James Bottomley wrote:
ATA requires that all DMA transfers begin and end on word boundaries. Because of this, a large amount of machinery grew up in ide to adjust scatterlists on this basis. However, as of 2.5, the block layer has a dma_alignment variable which ensures both the beginning and length of a DMA transfer are aligned on the dma_alignment boundary. Although the block layer does adjust the beginning of the transfer to ensure this happens, it doesn't actually adjust the length, it merely makes sure that space is allocated for transfers beyond the declared length. The upshot of this is that scatterlists may be padded to any size between the actual length and the length adjusted to the dma_alignment safely knowing that memory is allocated in this region. Right at the moment, SCSI takes the default dma_aligment which is on a 512 byte boundary. Note that this aligment only applies to transfers coming in from user space. However, since all kernel allocations are automatically aligned on a minimum of 32 byte boundaries, it is safe to adjust them in this manner as well.
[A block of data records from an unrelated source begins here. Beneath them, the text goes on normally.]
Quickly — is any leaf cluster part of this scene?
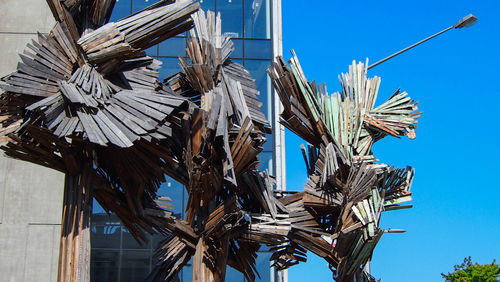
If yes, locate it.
[441,256,500,282]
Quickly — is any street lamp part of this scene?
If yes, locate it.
[368,14,477,69]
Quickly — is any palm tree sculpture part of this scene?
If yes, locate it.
[0,0,418,281]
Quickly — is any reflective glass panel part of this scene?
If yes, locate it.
[231,39,243,58]
[90,249,120,281]
[200,0,215,12]
[255,252,272,282]
[216,0,243,38]
[262,134,274,152]
[122,226,151,249]
[259,152,274,175]
[244,0,271,38]
[132,0,158,13]
[157,176,187,218]
[146,45,158,57]
[245,60,272,121]
[244,39,273,59]
[226,265,245,282]
[118,250,151,282]
[90,225,121,249]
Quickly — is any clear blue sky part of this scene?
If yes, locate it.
[282,0,500,282]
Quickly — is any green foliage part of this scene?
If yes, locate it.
[441,256,500,282]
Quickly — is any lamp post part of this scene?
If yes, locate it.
[367,14,477,69]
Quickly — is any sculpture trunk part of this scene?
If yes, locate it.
[193,236,229,282]
[57,169,92,282]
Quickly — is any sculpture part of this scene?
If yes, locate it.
[0,0,419,281]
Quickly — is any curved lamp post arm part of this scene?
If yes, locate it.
[367,14,477,69]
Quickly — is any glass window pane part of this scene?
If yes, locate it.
[262,134,274,152]
[244,40,273,59]
[109,0,132,22]
[255,252,272,281]
[152,233,172,251]
[158,37,186,57]
[226,265,245,282]
[259,152,274,175]
[132,0,159,13]
[200,0,215,12]
[118,250,151,282]
[216,0,243,38]
[91,199,120,225]
[146,45,158,57]
[157,176,187,218]
[90,225,121,249]
[245,0,271,38]
[90,249,120,282]
[245,60,273,121]
[158,57,181,81]
[122,226,151,249]
[231,39,243,58]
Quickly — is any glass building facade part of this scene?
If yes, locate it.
[91,0,281,282]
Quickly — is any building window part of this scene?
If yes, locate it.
[91,0,275,281]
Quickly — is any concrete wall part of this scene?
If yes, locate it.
[0,0,64,282]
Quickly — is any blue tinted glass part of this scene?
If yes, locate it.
[263,134,274,152]
[158,37,186,57]
[119,250,151,282]
[259,152,274,175]
[244,40,273,59]
[245,60,272,121]
[132,0,158,13]
[200,0,215,12]
[157,177,184,218]
[158,57,181,81]
[90,249,120,281]
[216,0,243,38]
[146,45,158,57]
[226,265,245,282]
[245,0,271,38]
[255,252,272,281]
[232,59,243,65]
[109,0,132,22]
[231,39,243,58]
[90,225,121,249]
[122,227,151,249]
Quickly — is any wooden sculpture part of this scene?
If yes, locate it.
[0,0,419,281]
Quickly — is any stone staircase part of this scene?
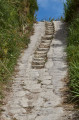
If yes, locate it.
[32,22,55,69]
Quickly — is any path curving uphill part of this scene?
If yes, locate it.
[0,21,72,120]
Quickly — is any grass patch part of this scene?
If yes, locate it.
[0,0,38,101]
[67,15,79,103]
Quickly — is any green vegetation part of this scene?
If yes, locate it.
[65,0,79,103]
[0,0,38,98]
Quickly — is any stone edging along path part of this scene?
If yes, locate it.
[0,21,72,120]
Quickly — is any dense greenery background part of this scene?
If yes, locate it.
[65,0,79,103]
[0,0,38,98]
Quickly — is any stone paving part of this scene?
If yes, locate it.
[0,21,67,120]
[32,22,55,69]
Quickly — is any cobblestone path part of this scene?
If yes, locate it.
[1,21,67,120]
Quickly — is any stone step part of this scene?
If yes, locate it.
[34,50,47,54]
[32,65,44,69]
[34,54,47,59]
[39,43,50,48]
[45,32,53,35]
[38,47,49,52]
[33,57,46,61]
[32,60,45,65]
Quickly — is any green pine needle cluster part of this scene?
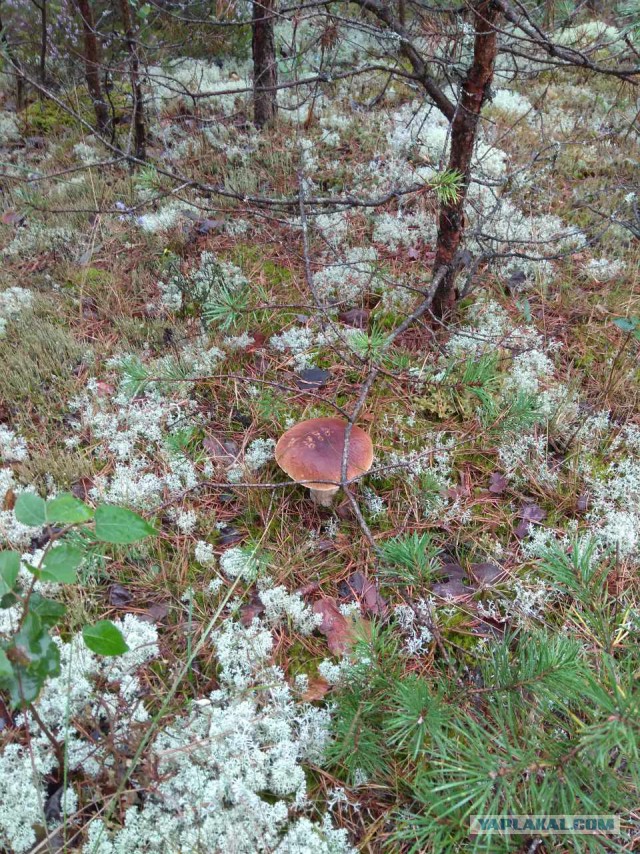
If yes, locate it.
[331,535,640,854]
Signed-off-by: James Bottomley <James.Bottomley@xxxxxxxxxxxxxxxxxxxxx> --- This also fixes a current panic in libsas with SATAPI devices. I was trying to trace a bad interaction between the libata padding and the new sglist code which was the root cause, and ended up concluding that the whole libata padding thing was redundant. In a future improvement, I think we can relax SCSI dma_alignemnt (it's causing almost every user space command to be copied instead of directly passed through) and allow devices and transports to build up their own requirements instead.
Initial read: ACK, with thanks. I'll queue this into libata#upstream, unless you have other suggestions.
This is definitely the sort of thing that low-level drivers (and their helper libs, e.g. libata) should not need to do.